The proliferation and drop in cost of analytical MPP databases in the last decade has created a huge opportunity for data-driven organizations to operationalize and analyze larger datasets than ever before. These databases have been a wonderful addition to the growing toolkit for analysts, but also introduce additional complexity into architectures.
What are Data Warehouses really great for?
Typical analytical workloads
MPP databases are very good at the most common analytical workloads, which are generally characterized by queries on a subset of columns with aggregations over broad ranges of rows. This is due to their columnar architecture, which allows them to only access the fields needed to complete a query (as opposed to transactional databases, which must access all fields in a row).
A columnar architecture also gives MPP databases additional features that are useful for analytic workloads. These vary by database, but often include the ability to compress like data values, efficiently index very large tables, and handle wide, denormalized tables.
Organizations typically use analytical MPP databases as data warehouses, or centralized repositories that house all data generated within their organization, such as transactional sales data, web tracking data, marketing data, customer service data, inventory/logistical data, HR/recruiting data, and system log data. Because analytical MPP databases can handle huge data volumes, an organization can comfortably rely on these databases to not only store data, but also support analytical workloads from these various business functions.
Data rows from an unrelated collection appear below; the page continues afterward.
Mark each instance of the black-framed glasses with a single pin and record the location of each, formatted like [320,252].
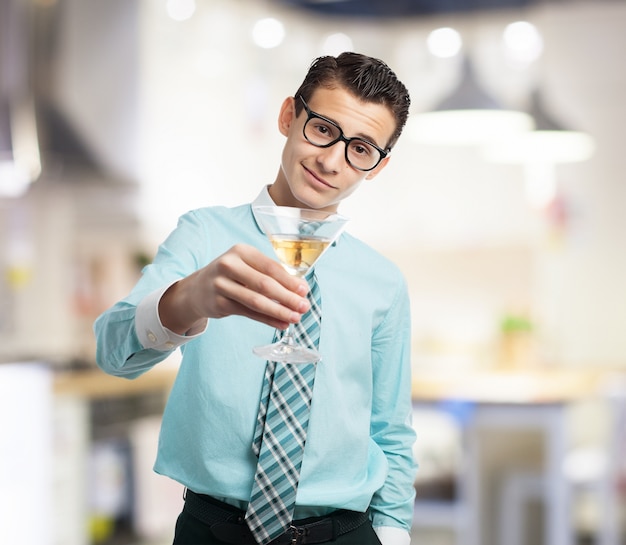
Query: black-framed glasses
[323,133]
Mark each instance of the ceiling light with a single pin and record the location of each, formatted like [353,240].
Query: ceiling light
[444,43]
[268,33]
[551,142]
[468,116]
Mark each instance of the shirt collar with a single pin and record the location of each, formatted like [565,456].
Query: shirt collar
[264,199]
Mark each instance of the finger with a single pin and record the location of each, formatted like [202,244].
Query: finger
[263,276]
[236,297]
[267,266]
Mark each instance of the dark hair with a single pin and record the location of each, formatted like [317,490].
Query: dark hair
[367,78]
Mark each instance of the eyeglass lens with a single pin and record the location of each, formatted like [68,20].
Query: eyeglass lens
[323,133]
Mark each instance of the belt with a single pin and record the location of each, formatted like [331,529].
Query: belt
[228,525]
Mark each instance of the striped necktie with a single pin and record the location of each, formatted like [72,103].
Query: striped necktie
[280,433]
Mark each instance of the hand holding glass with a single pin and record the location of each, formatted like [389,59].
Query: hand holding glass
[299,237]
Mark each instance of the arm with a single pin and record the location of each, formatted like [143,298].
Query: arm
[183,288]
[391,428]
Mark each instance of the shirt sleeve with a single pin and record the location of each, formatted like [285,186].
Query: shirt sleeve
[391,424]
[389,535]
[130,338]
[151,332]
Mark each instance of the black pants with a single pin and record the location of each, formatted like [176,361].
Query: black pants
[191,531]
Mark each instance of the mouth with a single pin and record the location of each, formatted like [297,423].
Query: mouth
[316,179]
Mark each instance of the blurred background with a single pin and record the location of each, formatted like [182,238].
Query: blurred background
[503,204]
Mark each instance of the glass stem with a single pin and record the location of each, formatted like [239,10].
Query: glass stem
[289,337]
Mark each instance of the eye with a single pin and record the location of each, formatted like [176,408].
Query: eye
[358,147]
[325,130]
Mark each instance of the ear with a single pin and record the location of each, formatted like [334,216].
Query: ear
[373,173]
[287,115]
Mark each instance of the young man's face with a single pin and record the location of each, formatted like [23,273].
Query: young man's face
[320,178]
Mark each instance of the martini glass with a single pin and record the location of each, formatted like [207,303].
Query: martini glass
[299,237]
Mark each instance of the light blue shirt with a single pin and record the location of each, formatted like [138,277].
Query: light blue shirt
[358,452]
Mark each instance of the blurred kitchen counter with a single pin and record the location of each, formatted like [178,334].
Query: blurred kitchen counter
[95,384]
[549,385]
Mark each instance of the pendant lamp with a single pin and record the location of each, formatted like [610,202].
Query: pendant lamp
[550,142]
[468,116]
[540,151]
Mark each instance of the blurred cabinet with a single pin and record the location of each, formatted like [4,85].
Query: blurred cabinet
[106,433]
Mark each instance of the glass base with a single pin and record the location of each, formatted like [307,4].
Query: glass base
[287,353]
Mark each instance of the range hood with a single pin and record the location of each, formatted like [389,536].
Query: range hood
[34,135]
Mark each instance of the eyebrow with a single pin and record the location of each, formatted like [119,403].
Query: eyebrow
[361,136]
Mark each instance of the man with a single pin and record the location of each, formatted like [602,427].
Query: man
[216,290]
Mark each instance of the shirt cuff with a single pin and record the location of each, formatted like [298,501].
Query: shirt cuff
[390,535]
[151,332]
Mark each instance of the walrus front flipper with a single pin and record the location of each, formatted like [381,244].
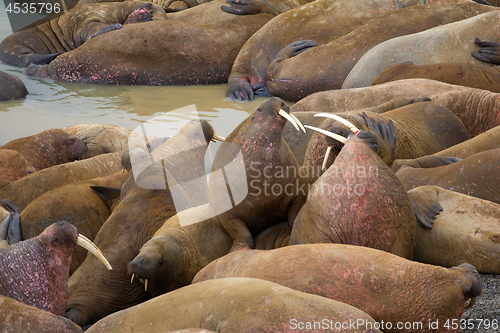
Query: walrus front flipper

Analytical MPP databases can easily scale their compute and storage capabilities linearly by adding more servers to the system. This the opposite of vertically scaling compute and storage capabilities, which involves upgrading to larger and more powerful individual servers, and which generally hits a wall at scale. Analytical MPP databases are able to scale out so quickly, easily, and efficiently that on-demand database vendors have automated that process to scale the system up or down depending on the size of the query.